At first, the work was easy and almost fun. There was a pleasure in the immediacy of the progress. It’s all right in front of you: a cleared path, an unburied hydrant, or slush going down the drain. But it quickly becomes clear that this is a thankless job. Several times young women with large sunglasses rudely interjected “Excuse me” as we shoveled and scraped – as if we were being selfish by taking up part of the sidewalk. A few passers-by smiled, but it seemed like it was mostly out of awkwardness in having encountered our ragtag clean-up crew.
At every corner my squad members razzed each other and the attractive women that walked by. When you carry a shovel and are working for the city, you can’t help but have a bit of a swagger. Despite this and our frequent breaks, we got a lot done in a matter of hours. At one point, we were all standing in the sun, listening to hip-hop music from a shower radio worn like a necklace by the woman with the chin piercing. Our feet were soggy and caked with slush, and our backs ached, but we were content. Lunch was just around the corner.

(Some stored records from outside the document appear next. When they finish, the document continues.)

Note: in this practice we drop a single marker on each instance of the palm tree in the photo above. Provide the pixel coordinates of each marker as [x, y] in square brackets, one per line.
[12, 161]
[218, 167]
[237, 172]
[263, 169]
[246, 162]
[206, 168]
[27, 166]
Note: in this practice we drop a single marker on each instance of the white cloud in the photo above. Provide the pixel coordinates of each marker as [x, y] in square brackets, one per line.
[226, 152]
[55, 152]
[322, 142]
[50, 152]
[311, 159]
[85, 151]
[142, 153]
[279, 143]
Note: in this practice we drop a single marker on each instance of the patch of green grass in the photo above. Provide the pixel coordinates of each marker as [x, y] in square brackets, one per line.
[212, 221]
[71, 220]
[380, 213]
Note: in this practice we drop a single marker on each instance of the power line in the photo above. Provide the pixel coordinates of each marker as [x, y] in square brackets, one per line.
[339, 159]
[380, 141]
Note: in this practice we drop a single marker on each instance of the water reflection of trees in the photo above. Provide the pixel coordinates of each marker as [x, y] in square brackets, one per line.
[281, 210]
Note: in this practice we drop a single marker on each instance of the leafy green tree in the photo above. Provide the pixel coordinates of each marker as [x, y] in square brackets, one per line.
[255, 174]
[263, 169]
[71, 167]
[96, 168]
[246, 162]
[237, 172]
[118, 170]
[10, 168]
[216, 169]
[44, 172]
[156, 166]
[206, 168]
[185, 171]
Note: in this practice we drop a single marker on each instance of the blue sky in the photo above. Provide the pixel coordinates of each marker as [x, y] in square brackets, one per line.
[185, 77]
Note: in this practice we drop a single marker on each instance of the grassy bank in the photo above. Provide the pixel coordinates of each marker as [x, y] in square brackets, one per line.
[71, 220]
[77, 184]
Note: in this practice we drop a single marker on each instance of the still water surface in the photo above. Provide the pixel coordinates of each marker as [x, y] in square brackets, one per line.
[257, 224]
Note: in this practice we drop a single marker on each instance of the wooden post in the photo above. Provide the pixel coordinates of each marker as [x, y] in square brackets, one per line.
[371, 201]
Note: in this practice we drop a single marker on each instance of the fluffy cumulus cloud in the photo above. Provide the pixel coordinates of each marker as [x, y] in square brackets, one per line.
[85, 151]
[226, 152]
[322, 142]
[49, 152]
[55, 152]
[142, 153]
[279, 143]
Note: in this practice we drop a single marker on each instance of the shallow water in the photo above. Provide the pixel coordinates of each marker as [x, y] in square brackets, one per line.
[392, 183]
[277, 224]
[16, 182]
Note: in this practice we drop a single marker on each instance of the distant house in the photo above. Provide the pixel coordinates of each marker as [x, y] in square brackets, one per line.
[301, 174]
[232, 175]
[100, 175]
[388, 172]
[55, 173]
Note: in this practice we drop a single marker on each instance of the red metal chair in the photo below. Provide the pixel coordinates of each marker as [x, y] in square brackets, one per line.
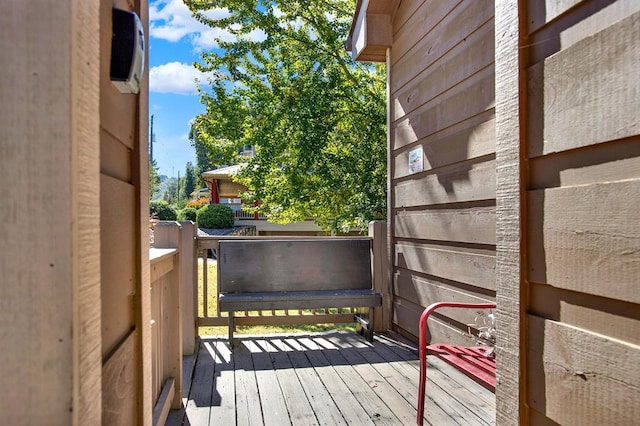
[472, 361]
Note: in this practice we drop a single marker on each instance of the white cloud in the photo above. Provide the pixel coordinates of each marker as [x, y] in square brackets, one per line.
[175, 77]
[171, 20]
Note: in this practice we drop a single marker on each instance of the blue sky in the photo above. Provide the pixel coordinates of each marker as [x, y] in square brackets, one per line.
[176, 40]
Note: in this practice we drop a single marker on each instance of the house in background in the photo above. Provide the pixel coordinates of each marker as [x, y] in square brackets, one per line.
[525, 115]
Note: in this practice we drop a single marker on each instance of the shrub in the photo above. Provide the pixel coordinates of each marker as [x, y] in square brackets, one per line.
[201, 202]
[215, 216]
[162, 210]
[188, 213]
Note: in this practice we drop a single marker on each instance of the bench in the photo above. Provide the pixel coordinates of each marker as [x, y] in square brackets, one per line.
[476, 362]
[270, 274]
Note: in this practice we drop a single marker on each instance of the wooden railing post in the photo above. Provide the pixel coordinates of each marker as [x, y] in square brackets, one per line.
[168, 235]
[381, 284]
[189, 287]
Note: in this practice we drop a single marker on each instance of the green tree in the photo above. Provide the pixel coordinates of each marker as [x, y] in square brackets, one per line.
[189, 180]
[316, 117]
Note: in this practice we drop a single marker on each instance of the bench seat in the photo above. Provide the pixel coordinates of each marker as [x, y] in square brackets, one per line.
[299, 300]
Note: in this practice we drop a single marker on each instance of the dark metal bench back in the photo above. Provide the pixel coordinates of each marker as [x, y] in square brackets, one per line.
[247, 266]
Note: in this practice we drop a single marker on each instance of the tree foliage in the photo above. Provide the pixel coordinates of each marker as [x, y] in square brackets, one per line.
[315, 117]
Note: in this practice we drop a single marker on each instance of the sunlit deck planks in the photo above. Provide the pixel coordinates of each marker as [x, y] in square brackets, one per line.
[327, 378]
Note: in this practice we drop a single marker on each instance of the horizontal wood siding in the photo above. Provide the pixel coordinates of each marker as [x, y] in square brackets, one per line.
[583, 193]
[441, 85]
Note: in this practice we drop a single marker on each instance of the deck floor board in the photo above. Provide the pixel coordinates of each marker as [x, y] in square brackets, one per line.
[327, 378]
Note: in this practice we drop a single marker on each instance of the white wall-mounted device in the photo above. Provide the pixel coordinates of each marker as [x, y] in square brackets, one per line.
[127, 51]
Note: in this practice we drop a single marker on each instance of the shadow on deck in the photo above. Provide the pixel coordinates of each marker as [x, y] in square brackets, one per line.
[325, 378]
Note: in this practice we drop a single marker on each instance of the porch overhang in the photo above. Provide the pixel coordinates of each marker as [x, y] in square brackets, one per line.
[371, 32]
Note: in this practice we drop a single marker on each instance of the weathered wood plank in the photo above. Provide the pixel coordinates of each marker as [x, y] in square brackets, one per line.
[608, 162]
[581, 378]
[299, 408]
[396, 402]
[473, 267]
[120, 384]
[466, 225]
[118, 266]
[340, 391]
[509, 282]
[414, 21]
[598, 73]
[161, 266]
[49, 252]
[248, 408]
[471, 97]
[115, 157]
[199, 400]
[540, 13]
[471, 139]
[163, 404]
[585, 20]
[323, 405]
[455, 184]
[467, 58]
[274, 411]
[581, 237]
[223, 405]
[360, 388]
[447, 377]
[405, 11]
[455, 396]
[406, 314]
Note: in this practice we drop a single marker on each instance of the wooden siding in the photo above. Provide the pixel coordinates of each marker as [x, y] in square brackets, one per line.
[126, 386]
[583, 236]
[442, 219]
[333, 378]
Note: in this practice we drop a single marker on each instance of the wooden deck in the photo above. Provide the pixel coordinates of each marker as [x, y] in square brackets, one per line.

Our mood was dampened a bit by our only tragedy of the day. Audrey, the raucous matron of the group, lost her bag. In it was the deed to her house, her keys, birth certificate, Social Security card, and wallet. She left it behind at one intersection after standing on top of a large mound of snow – the icy kind. The part-time cigarette hustler, Jose, said, “Sometimes when you pretend like you are king of the mountain, you come tumbling down.” We nodded in agreement. In the art of snow removal, there is more than meets the passing glance.